Defunct Capital Bank appears to be making strenuous efforts to recover its assets by suing defaulters.
The joint Receivers of the bank have dragged CHD Financial Holdings Limited and CDH Savings and Loans Company Limited before an Accra High Court for failing to pay mature investments in the companies which is in excess of GH¢100 million.
The plaintiffs, in their statement of claim, averred that the defunct bank made investments in the two entities which have since matured.
They are therefore seeking an order for the two to pay an amount of GH¢109, 390,634.70, as well as interest accrued on the investments.
The Receivers are not happy with what they termed breach of contract on the part of the defendants and therefore want an order “directed at the Bank of Ghana (BoG) to withdraw the licences of the defendants for their inability to pay back investment on maturity dates.”
They averred that the investments had matured since July 20, 2017, with the latest maturing on February 2, 2018, but the defendants have failed to honour their part of the contract.
The plaintiffs averred that after several meetings with CHD Financial Holdings and CDH Savings and Loans, the parties undertook reconciliation.
They stated that the defendants agreed to pay all the outstanding amounts owed but have failed to do so despite several promises.
They are of the view that the defendants would not pay the outstanding amounts unless ordered by the court to do so.
They are therefore seeking an order directed against the defendants jointly and severally for the recovery of an amount of GH¢83,489,123.29 and $5,289,315.07, being the outstanding amount agreed as owed to the plaintiff by the defendants- CDH Financial Holding and CDH Savings and Loans on or about December 31, 2017.
They are also seeking “interest on GH¢ 83.489,123. 29 calculated at the prevailing commercial bank lending rates from December 31, 2018, till the date of final payment and interest on US$5,289,315.07 calculated at the Bank of Ghana United States dollar lending rate from December 31, 2018, till the date of final payment.”
Apart for the payment of the monies and accrued interest, the plaintiffs also want an order directed at the Bank of Ghana (BoG) to withdraw the licences of the defendants due to their inability to pay back investment on maturity dates.
They are also seeking damages for breach of contract, costs and any other relief (s) as the court may deem fit.

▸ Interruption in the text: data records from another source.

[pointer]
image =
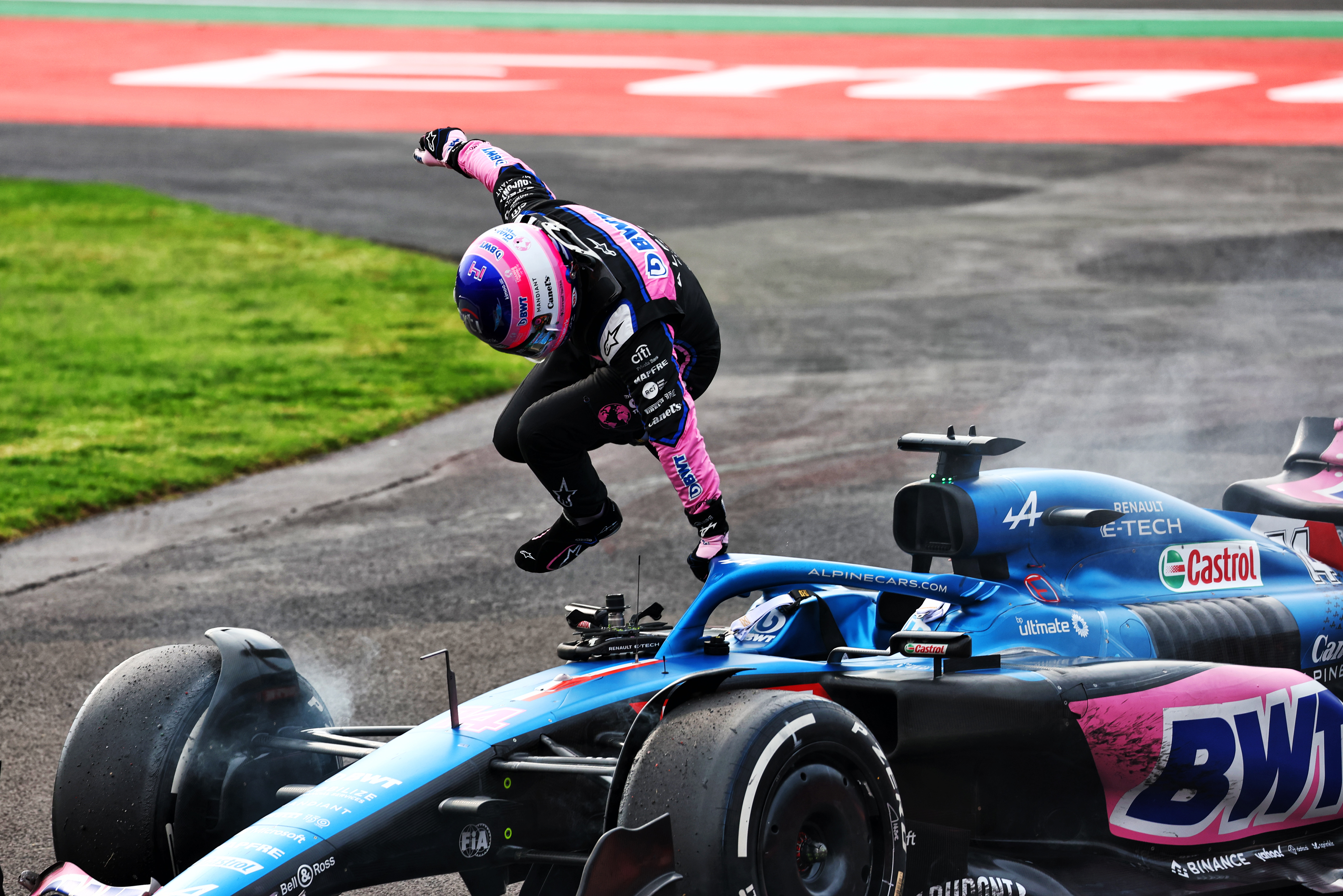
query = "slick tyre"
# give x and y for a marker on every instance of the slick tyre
(113, 797)
(771, 793)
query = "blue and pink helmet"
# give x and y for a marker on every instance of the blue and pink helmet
(514, 292)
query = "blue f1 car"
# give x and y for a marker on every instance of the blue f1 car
(1114, 691)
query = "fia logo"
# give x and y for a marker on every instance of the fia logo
(1028, 513)
(475, 842)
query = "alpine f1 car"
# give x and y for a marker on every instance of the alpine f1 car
(1112, 691)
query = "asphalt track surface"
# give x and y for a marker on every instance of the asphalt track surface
(1164, 314)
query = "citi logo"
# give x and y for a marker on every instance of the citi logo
(1243, 765)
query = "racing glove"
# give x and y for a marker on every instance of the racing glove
(436, 147)
(712, 526)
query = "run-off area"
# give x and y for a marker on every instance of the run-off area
(1168, 90)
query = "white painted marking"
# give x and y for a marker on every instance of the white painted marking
(1154, 86)
(954, 84)
(1314, 92)
(754, 783)
(1139, 85)
(745, 81)
(361, 70)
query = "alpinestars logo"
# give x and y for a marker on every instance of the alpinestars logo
(1211, 565)
(565, 496)
(1028, 513)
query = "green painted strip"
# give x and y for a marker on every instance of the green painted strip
(661, 17)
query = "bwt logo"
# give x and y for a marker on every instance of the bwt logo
(683, 470)
(1241, 765)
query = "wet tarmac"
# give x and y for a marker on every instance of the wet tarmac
(1158, 313)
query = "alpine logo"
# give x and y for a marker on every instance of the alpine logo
(1259, 762)
(242, 866)
(1211, 565)
(1028, 513)
(683, 470)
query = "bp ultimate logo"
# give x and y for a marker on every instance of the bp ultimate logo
(1211, 567)
(1229, 770)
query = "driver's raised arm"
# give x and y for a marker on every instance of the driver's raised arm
(516, 187)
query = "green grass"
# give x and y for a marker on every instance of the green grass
(151, 347)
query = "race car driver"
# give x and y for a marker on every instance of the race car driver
(624, 339)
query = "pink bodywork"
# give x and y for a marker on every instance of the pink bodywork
(72, 880)
(1325, 487)
(1130, 738)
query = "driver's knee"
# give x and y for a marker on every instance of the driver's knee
(507, 439)
(534, 438)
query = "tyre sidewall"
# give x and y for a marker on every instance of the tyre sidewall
(762, 734)
(113, 791)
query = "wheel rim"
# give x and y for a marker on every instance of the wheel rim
(817, 834)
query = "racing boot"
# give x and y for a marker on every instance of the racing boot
(712, 526)
(566, 540)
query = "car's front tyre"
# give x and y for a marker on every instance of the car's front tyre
(771, 793)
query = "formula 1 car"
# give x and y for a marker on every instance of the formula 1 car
(1112, 691)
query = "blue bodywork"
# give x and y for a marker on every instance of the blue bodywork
(1067, 592)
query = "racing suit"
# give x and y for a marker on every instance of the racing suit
(643, 347)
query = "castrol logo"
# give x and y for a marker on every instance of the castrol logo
(1211, 567)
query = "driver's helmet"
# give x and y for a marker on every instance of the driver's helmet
(514, 292)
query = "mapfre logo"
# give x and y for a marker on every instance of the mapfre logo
(1243, 765)
(1211, 567)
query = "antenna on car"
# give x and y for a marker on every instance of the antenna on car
(958, 457)
(452, 684)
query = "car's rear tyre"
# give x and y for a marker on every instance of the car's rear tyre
(113, 795)
(771, 795)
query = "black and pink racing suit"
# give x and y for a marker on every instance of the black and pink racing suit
(641, 349)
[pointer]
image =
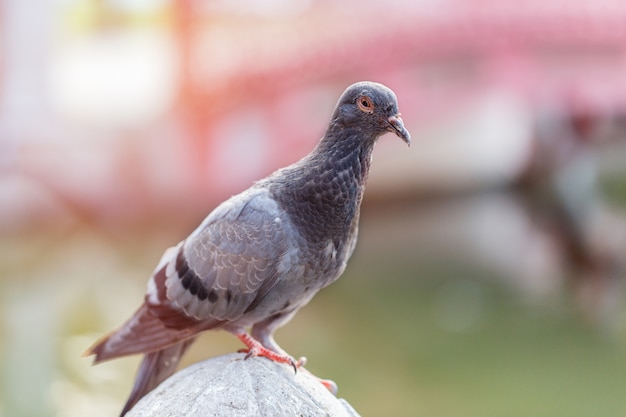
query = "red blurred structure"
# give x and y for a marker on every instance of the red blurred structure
(254, 91)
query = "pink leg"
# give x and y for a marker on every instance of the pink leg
(255, 348)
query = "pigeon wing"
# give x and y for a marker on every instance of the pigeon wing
(236, 256)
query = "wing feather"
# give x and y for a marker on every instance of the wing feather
(234, 258)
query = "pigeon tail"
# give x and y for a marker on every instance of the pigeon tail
(154, 369)
(143, 333)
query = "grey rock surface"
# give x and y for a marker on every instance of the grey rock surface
(229, 386)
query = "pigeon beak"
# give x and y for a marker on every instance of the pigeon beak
(396, 125)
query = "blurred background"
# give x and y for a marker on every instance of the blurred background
(489, 277)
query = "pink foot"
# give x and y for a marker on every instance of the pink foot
(255, 348)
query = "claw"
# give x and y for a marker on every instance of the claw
(255, 348)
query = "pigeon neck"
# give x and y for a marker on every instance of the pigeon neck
(323, 191)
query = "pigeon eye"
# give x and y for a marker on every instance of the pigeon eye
(365, 104)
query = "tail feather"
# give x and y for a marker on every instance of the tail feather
(143, 333)
(154, 369)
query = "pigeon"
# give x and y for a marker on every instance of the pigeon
(261, 255)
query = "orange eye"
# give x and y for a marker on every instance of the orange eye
(365, 104)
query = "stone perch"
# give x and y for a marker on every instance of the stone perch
(228, 386)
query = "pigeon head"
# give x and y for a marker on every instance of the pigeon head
(370, 108)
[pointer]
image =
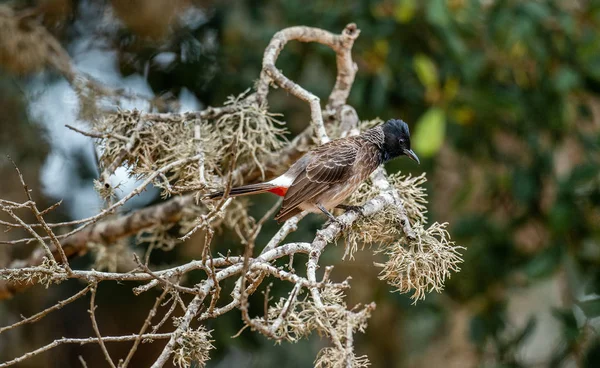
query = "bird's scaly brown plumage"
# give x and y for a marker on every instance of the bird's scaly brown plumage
(331, 173)
(325, 176)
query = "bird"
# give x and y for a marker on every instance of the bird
(328, 174)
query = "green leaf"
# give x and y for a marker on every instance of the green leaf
(437, 13)
(405, 10)
(426, 70)
(430, 132)
(591, 307)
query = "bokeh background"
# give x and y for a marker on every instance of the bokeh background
(502, 97)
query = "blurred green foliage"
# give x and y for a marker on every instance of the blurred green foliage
(503, 99)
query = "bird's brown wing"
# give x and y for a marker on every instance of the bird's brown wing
(329, 164)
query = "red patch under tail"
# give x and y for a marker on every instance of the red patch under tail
(280, 191)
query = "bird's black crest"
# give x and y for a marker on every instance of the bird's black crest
(396, 127)
(396, 139)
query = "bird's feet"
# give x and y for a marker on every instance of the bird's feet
(357, 209)
(329, 222)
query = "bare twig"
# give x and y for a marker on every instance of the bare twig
(92, 312)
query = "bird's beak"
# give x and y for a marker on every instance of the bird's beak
(412, 156)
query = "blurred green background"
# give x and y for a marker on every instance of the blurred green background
(503, 100)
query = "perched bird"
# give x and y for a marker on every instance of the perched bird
(325, 176)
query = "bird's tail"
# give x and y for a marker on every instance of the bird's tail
(243, 190)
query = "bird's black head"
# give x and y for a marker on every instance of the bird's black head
(397, 140)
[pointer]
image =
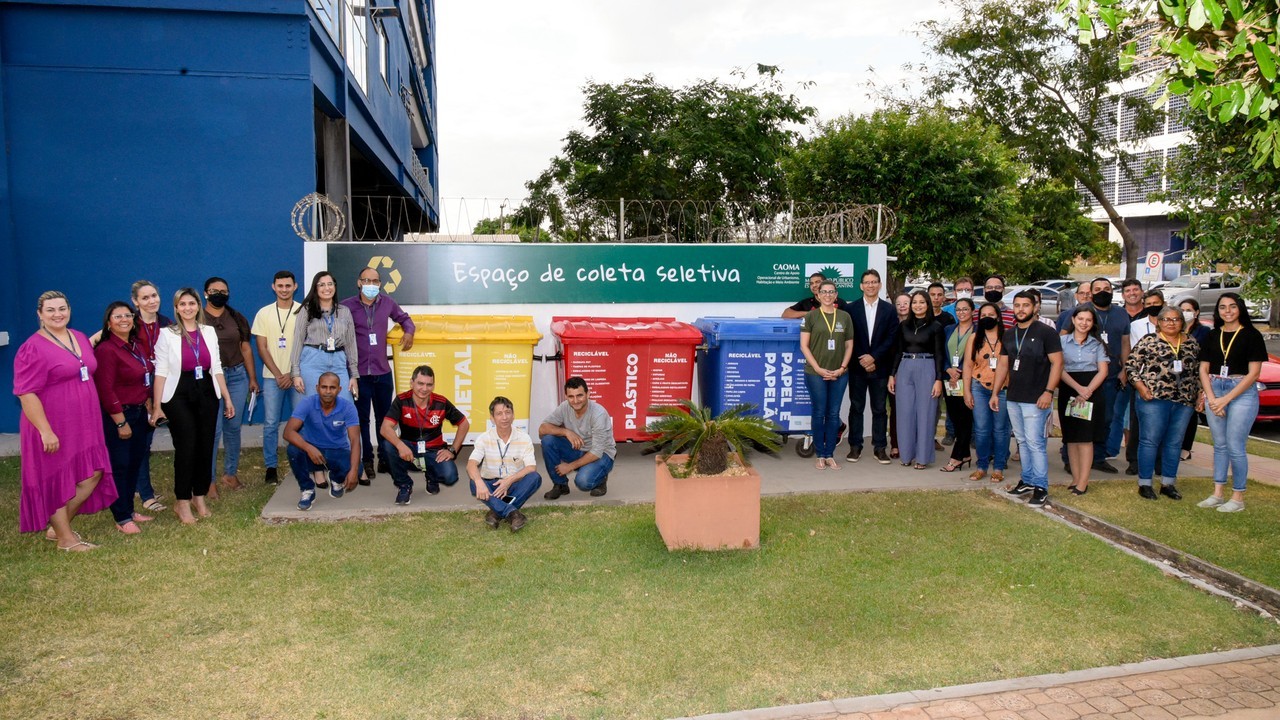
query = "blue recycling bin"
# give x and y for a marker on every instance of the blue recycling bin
(754, 360)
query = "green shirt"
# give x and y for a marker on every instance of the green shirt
(827, 337)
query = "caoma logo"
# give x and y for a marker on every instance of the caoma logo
(839, 273)
(384, 263)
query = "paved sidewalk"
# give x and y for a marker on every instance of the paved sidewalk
(1240, 684)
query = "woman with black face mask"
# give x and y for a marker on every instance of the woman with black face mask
(237, 359)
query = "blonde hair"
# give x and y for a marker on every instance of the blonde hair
(200, 309)
(46, 296)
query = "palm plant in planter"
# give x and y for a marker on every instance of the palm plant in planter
(696, 502)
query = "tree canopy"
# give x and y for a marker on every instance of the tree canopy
(1018, 65)
(702, 147)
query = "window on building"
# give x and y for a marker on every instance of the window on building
(355, 46)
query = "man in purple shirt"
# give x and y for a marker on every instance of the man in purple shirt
(370, 311)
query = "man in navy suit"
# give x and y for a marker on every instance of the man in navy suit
(874, 332)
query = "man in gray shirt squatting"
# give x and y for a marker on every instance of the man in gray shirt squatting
(577, 436)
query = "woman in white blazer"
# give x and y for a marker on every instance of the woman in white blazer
(188, 386)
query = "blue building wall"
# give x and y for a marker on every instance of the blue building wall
(167, 142)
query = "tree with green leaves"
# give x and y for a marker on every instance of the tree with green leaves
(1232, 205)
(708, 150)
(1220, 54)
(1018, 65)
(952, 183)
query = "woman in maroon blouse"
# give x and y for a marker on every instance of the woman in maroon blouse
(123, 377)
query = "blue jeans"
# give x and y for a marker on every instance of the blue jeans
(860, 384)
(824, 397)
(1028, 423)
(444, 473)
(228, 429)
(990, 429)
(374, 391)
(337, 461)
(557, 450)
(1119, 414)
(144, 482)
(520, 492)
(277, 404)
(1232, 432)
(126, 458)
(1161, 424)
(315, 363)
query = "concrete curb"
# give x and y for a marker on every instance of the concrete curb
(882, 702)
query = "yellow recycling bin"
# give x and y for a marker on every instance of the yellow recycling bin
(475, 358)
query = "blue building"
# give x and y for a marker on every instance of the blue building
(170, 140)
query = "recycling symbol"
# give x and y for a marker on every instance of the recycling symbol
(384, 263)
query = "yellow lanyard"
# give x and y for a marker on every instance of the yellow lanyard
(1228, 349)
(831, 326)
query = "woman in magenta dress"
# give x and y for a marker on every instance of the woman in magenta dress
(64, 455)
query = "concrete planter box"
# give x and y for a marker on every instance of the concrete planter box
(718, 513)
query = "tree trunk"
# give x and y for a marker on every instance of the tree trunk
(1129, 245)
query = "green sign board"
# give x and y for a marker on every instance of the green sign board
(515, 273)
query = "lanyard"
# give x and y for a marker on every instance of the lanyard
(1228, 349)
(831, 326)
(73, 349)
(195, 343)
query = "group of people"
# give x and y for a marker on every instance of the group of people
(997, 368)
(91, 404)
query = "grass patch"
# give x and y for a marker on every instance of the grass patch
(584, 614)
(1258, 447)
(1243, 542)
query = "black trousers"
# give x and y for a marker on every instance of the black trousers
(961, 418)
(192, 414)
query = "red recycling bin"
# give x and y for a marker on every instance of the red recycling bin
(630, 364)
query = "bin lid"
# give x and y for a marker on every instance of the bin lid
(612, 329)
(470, 328)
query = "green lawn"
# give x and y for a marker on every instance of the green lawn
(1243, 542)
(584, 614)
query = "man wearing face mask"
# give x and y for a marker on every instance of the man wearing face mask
(1142, 326)
(373, 311)
(964, 288)
(1112, 326)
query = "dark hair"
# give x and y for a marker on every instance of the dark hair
(106, 320)
(1000, 318)
(1096, 331)
(311, 302)
(1239, 302)
(928, 308)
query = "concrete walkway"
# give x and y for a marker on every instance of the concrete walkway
(1242, 684)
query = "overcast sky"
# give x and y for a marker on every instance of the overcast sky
(510, 74)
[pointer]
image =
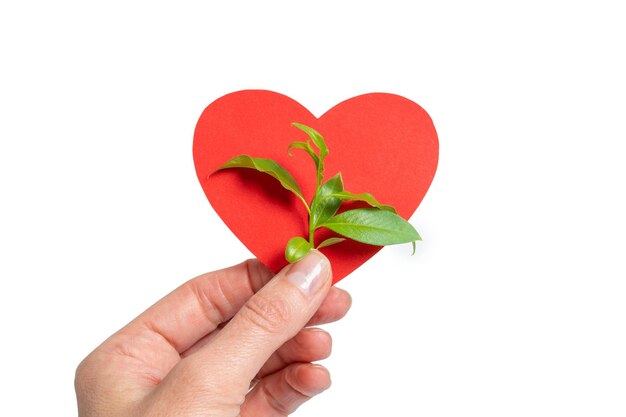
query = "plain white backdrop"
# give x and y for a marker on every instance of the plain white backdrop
(514, 304)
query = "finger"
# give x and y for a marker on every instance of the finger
(280, 394)
(334, 307)
(197, 307)
(309, 345)
(271, 317)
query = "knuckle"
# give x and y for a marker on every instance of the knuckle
(269, 315)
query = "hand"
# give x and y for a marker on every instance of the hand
(227, 343)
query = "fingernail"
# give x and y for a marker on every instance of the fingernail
(309, 273)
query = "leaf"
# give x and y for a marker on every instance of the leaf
(317, 139)
(269, 167)
(324, 208)
(306, 146)
(296, 249)
(365, 197)
(372, 226)
(330, 241)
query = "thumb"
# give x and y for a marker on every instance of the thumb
(270, 317)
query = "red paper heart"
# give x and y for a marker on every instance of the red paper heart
(382, 144)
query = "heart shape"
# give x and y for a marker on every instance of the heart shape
(383, 144)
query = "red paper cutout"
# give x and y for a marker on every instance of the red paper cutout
(382, 144)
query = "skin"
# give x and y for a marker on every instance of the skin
(234, 342)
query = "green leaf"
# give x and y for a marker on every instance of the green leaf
(365, 197)
(269, 167)
(324, 208)
(317, 139)
(372, 226)
(306, 146)
(330, 241)
(296, 249)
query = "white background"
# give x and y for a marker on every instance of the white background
(515, 302)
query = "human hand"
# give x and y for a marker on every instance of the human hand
(228, 343)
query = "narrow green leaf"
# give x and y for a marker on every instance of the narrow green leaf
(296, 249)
(269, 167)
(372, 226)
(306, 146)
(324, 208)
(317, 139)
(365, 197)
(330, 241)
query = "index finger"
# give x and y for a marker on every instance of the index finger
(197, 307)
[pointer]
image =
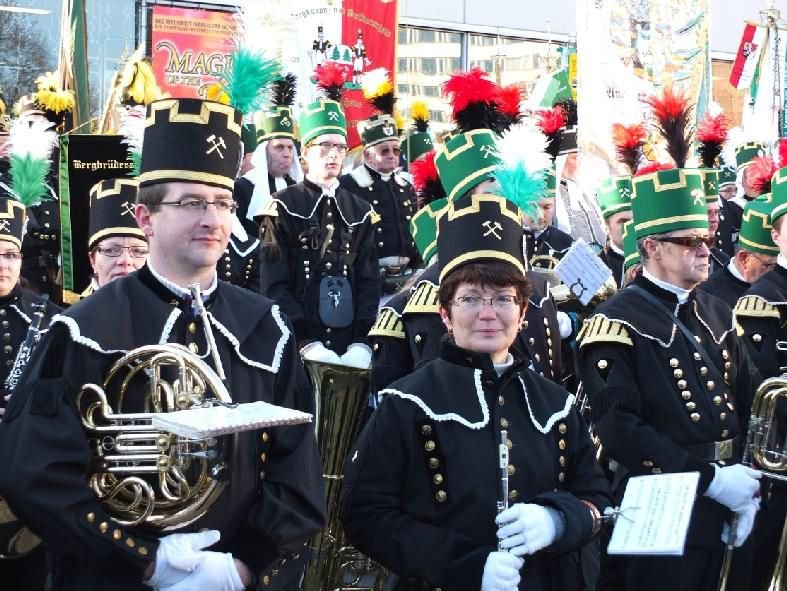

The Receivers recently filed another against the shareholders of the defunct bank for mismanagement and breach of banking sector regulations which led to the collapse of the bank.
In the suit, the Receivers are praying the court to order Pastor Mensa Otabil, William Ato Essien and the other shareholders to cough up GH¢748.251 million shareholder loans they granted themselves and promised to repay but have failed to do so.
Meanwhile, officials of CDH Savings and Loans have denied allegations that the company owes defunct Capital Bank.
According to the Head of CDH Investments, Emmanuel Adu-Sarkodie, Capital Bank rather owes CDH Savings and Loans and described the claims as absolutely false.
He, however, conceded that CDH Financial Holdings owes Capital Bank some money and that an agreement had been reached for it to be paid.
“The accusation is absolutely false; it may be an example of what you call fake news. CHD Savings and Loans does not owe Capital Bank any money. It’s Capital Bank that owes CDH Savings and Loans. When we meet in court next week they would have to show the court where they came up with such a number,” Mr. Adu-Sakordie said told Citi FM.
He added that “we told them that the money was not with us. The money was actually with Premium Bank, which is to the tune of GH¢92 million. Premium Bank is going to pay the money and the money would come soon,” Mr. Adu-Sarkodie added.